Gate Design in Thermoset Molding

Because thermoset plastics may be injection molded, the tooling design for a thermoset injection molded part or component must include a runner and gate to allow the thermoset material to flow, or fill, from the molding machine barrel to the mold in order to produce the part. The type of gate used, and its location, can positively or negatively affect a final molded part in its cosmetic appearance and physical dimensions. Proper gate design allows material to flow evenly throughout the tool to produce the molded part, minimizing scrap from unpacked parts or short shots.

While there are many gating options and gate types, there are two ways for a gate to be removed or trimmed, called de-gating: Automatically – by incorporating features in the mold or tool to cut or break off the gate; and Manually – by physically cutting or trimming the gate by hand from an operator or material handler using a file, knife, or other cutting tool after a part has been molded and ejected from the tool.

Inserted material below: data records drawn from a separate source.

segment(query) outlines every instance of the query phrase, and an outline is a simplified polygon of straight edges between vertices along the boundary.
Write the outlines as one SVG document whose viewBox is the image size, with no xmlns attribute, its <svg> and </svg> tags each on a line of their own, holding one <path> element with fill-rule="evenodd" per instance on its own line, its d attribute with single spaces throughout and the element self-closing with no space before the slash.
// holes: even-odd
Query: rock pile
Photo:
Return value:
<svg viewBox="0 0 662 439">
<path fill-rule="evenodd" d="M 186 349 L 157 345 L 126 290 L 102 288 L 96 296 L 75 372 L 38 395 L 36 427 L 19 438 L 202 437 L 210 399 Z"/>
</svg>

Examples of Three Common Types of Gating:

Edge Gate – Gated at the edge of a part on a parting line, edge gates are generally used in applications with flat parts, multi-cavitation parts, and parts with thick walls. Edge gates will leave gate vestige or gate marks on the physical part, requiring a manual gate trim secondary operation.

Center Sprue Gate – Center sprue gates are used in single cavity cylindrical parts that must be filled symmetrically to keep roundness specification. As with edge gates, center sprue gates will require manual cutting or trimming of the gate vestige.

Sub Gate – Sub gates are an automatic style gate designed with features built into the mold so that as the molded part ejects from the mold, the gate trims off any excess material or vestige on the diameter. Location of the sub-gate should be roughly .125” below the parting line to be effective.